Mesquite, for those who haven't heard of it or read my introductory post, is a application environment for phylogenetics, focusing on doing things with trees rather than inferring them. It does have the ability to serve as a frontend to programs that do tree inference - either directly for MrBayes or indirectly using a bridge to the Cipres libraries - which support PAUP*, RAxML, and GARLI as well as MrBayes. Mesquite will also create trees using a variety of simulation methods, such as pure birth (aka Yule trees), birth-death, and the model that corresponds to the BiSSE method of estimation.

Many, if not most, users treat Mesquite as a GUI application without any knowledge of the scripting that Mesquite supports and uses when they save and then reload a project containing trees and character matrices. There are several ways to use Mesquite scripts - either by including them in a Mesquite block in the nexus file that represents the project, but they can also be used to send a series of commands to a window during a Mesquite session. If you use a command line to launch Mesquite you can also send commands or scripts via the terminal that you launched Mesquite from.

I'll finish this post with a simple "Hello World" style example of some Mesquite script that you can run within the Mesquite GUI.

Start Mequite and create a new project, call it scriptTest.nex. Accept the defaults in the dialog that comes up for creating the project. If you are running Mesquite 2.0 or later, you should see something to this in your Mesquite window.

Make sure that "Tree Window 1" is selected and from the Window menu select Scripting:Send Script. This will bring up a dialog where you can type a script command. Here's "Hello World" in Mesquite Script :
message 'Hello World'

So bring up the script window, type in the commands and press the OK button.

So where's my message?
After the script window disappears, you are probably wondering where the message went? It's not in the Tree Window - you actually didn't request the window to do anything. The message appeared in the Mesquite Log. The log contains a record of what Mesquite has done during a session. The easiest way to see the log is to go back to the window menu and select Log from the list. This will expose the log window. If you scroll down to the bottom, you will see your message, followed by the showWindow command you used to bring up the log.

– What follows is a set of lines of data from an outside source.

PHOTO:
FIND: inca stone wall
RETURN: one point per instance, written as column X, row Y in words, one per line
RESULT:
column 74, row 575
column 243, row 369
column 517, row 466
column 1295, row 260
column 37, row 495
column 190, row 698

The log appears in other places - the file Mesquite_Log that is created in Mesquite_Support files - a new file is created each time you start Mesquite. If you start Mesquite from a command line, logged information is also written to the terminal you launched from.

That's it for now. Next time, I'll discuss It and other important variables and the structure of scripts. In the meantime, there is a list of "Universal" Mesquite scripting commands available by choosing Scripting from the help menu and the selecting the 'universal commands' link near the top of the page.